I tell you, moçadinha. Ter sido humilhado no meio da rua, despido e quase assado vivo parece até um passeio no parque perto do que Jô fez com o bando de cobradores. Nem Kurt Cobain lá no inferno suportaria assistir a tamanha selvageria sem cobrir os olhos uma ou duas vezes... Até as ‘puliça’ chegaram pra tentar apartar o massacre, mas assim que viram que quem batia era o Jô os guardinhas bateram em retirada. A vantagem de ter mais de dois metros de altura e mais músculos que o Incrível Hulk é que ninguém tem coragem de te prender, mesmo que ‘ocê’ tenha feito por merecer...

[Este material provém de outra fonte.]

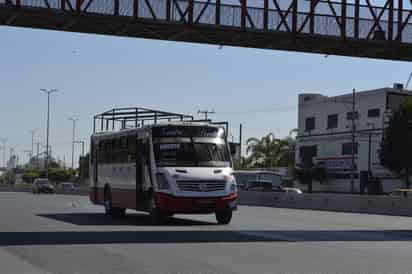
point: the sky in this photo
(258, 88)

-Viu, Alexia? Falei ‘procê’ que ‘num’ importa como, o saci tem sempre qualquer situação sob controle!
- ‘Num’ sei como e onde Ulysses consegue amigos assim... Então, Barbie? Vamos juntas ao Ceasa encomendar a comida pro posto ou ‘ocê’ dá conta do recado sozinha?
- E desde quando eu preciso de ajuda pra pedir comida?
- Ah, sei lá, do jeito como Dna. Bárbara Yracema Moura Bernardes adora achar motivo pra comprar briga com os outros...
- Tá bom... Ó, se der alguma zebra eu te dou um toque. Vou pelo menos tentar manter nosso acordo em pé, mas ‘num’ garanto que vou manter o capiroto dentro da jaula!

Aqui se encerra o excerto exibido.